At any rate, I have have been a PM for 8.5 years with my company and during that time I now have back 184 completed / reconciled files. Approximately 22 projects a year is an interesting statistic too many - on the higher side for theatre (but certainly not off the chart). But the flip side is that completed projects only, I think probably accounts for about 50% of my time - it doesn't account for any of the smaller jobs that go through as primarily rental jobs, and even more time consuming - it doesn't count the time I spend bidding projects for which we are not awarded the work in the end.

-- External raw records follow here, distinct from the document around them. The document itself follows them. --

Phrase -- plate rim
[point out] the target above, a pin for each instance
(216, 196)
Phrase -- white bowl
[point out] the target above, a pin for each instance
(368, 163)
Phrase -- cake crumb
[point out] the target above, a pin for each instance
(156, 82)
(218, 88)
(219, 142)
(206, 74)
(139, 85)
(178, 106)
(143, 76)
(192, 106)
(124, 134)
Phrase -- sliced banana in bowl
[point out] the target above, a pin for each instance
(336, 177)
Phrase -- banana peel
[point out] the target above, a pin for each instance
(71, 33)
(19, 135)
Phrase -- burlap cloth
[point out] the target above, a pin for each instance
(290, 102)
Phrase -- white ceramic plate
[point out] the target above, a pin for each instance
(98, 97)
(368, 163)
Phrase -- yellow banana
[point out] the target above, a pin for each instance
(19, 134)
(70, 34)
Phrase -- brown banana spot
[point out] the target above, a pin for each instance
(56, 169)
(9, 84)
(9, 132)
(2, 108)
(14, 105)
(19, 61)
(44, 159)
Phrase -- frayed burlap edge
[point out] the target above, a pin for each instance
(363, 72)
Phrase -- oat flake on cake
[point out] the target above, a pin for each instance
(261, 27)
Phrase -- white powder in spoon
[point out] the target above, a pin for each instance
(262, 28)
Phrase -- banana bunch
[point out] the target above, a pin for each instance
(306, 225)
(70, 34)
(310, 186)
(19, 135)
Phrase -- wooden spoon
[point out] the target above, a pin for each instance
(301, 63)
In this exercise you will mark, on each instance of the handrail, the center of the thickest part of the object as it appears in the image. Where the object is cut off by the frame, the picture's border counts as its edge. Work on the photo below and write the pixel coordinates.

I used to be better about tracking jobs I sent in a proposal on in which we did not get the work - thus creating a "hit rate" of jobs won versus jobs lost. But I have not really kept up with that - and it is a little loose as some are very low probably jobs in the first place, and we provide budgets that are more generalized. If we chose to be more targeted on what we provided proposals for we would have a better "hit rate", but we could also lose potential customers.
I also track the cost difference between what we sold the project for, versus our actual cost and review those over time. Tracking it over times helps me to identify trends to see what the causes may be if the proposed totals make more or less money than expected over a specific period of time. Interestingly enough, one variable to consider, in my case, is that when the shop is busier jobs take less time than when the shop is slow. And it doesn't mean that when we are busy quality suffers (though it can happen). Rather time and projects have a way of expanding and contracting to fill the available time. If you have nothing else to do, a task may take a long time - where as the same task n a busy day could be done twice as fast because you have a list of other things that need to get done. (this is referred to as Parkinson's Law; specifically that 'work expands so as to fill the time available for its completion). (this concept is actually one interesting for further date as it actually works within the triangle of fast, good, cheap).